A few days ago my artist page and songs were taken down from Nokia’s Independent Artist Club (IAC) website. (I ain't linking IAC.) Because I asked them to. I decided to do it because there were two things I found unacceptable with the site.
1. Bad vibes
Unlike many other sites that host music for free, the IAC site just gave me bad vibes. After putting up my music and leaving it there for about two or three months (it only started operating sometime last October or November), one day I decided to surf the site and check out the other acts who were on it. Bad idea. It was good that I did though. Otherwise I’d never find out just how unimaginative IAC was with the whole “indie” thing. God, sometimes I think that the whole “indie” marketing thing is a sham. For me, “indie” will always stand for doing whatever you want to do independently of a controlling agent or creativity-crushing commercial interest (or just simply independently funded) (but then again, is anything really independently funded?) just as “punk” stands for rebelling against the fascism of good taste (or should anyway). The IAC site is such a bad example of how sponsors with truckloads of money get suckered in by marketing agencies who (after doing their little surveys on yoof kulcha) tell their sugar daddies that “indie” is what kids are into nowadays. And then slowly but surely "indie" gets whored up for the job. Yet another attempt at lassoing potential consumers into some kind of consumer-based community. “Yay, let’s buy and download in the name of indie!” is empowering if it were initiated by the kids themselves, grassroots-style, but IAC’s approach is just so crass. Artists are pigeonholed, labeled, graded, rated, whatever, hogtied to the bandwagon. The only "indie" thing is that they ask artistes beforehand if they're signed or published. Being "indie" is a choice. Just because you're not signed to a recording deal doesn't mean you're "indie". Maybe I'm being too harsh. But "indie" for me has become a dirty word, like "democracy" (especially when it's uttered by goats in batik - but isn't that me? Damn.).
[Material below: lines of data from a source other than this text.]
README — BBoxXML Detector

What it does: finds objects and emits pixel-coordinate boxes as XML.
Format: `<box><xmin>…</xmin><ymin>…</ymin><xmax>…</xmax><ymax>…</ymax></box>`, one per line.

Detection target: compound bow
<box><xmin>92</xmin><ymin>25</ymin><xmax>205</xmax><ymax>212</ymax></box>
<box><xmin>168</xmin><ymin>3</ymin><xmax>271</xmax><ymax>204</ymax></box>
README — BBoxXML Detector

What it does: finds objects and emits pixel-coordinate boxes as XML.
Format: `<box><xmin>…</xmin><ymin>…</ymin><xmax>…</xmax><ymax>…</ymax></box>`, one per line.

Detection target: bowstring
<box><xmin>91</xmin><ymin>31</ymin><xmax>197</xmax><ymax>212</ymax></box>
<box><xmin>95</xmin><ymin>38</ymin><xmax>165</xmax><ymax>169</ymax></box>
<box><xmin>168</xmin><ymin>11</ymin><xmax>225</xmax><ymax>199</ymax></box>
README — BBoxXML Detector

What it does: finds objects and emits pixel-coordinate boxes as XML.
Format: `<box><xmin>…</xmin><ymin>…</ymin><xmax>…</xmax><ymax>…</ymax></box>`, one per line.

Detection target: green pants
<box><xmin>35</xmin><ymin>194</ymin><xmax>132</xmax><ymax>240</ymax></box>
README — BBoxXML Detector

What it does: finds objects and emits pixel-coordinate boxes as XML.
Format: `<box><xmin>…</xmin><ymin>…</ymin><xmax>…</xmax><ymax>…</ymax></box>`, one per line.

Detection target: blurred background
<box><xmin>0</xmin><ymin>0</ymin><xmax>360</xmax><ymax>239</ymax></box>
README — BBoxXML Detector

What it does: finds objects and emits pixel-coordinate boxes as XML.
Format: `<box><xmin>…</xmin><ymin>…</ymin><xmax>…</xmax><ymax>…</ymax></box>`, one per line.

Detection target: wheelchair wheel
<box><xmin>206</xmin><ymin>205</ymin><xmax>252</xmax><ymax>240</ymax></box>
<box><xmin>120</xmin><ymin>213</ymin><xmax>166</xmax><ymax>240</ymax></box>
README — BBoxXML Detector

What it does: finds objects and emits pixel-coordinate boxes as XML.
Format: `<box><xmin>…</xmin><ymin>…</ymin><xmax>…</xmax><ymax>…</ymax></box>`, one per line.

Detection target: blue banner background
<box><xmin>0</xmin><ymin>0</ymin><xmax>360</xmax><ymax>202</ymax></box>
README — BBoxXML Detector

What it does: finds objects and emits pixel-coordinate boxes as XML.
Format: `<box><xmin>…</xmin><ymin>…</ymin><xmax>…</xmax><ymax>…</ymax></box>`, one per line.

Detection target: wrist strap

2. No customisation features
Unlike MySpace where you can fuck around with the layout and make it look as good or as bad as you want (though admittedly there are better platforms than MySpace for doing that), the IAC site offers nothing for artistes in terms of customising how one's page looks. Maybe if I knew a bit more about programming, I could’ve. Anyway, the worst worst thing was that when I decided that yep I didn’t want to have anything to do with the site anymore, I couldn’t find any button or thingamajig that I could press to self-destruct. I searched the site for an hour until it was obvious they hadn’t thought of putting the "close my account" feature in - at which point I decided that the site was truly fucked up. So I decided to write to the webmaster requesting for my page to be taken down. If IAC was really supportive of “indie” music, it would’ve given artistes on the site the choice to delete their presence without having to ask for permission. Anyway, they replied after about two or three days, asking me why quite sincerely. I replied “You suck!” No, I didn’t. I explained the two points to them (slightly different than the two points here) in a very stern tone I must say. LOL. After that I got another email replying to my two points, saying that they appreciated my two cents’ worth, and informing me that my artiste page (formerly http://web-iac.nokia-asia.com/malaysia?frame=/malaysia/artists/jkugan) had already been taken down. A Google entry for it still exists, but it leads to a “Cannot find the action you requested” page on IAC.
Such was my fruitless dalliance with IAC.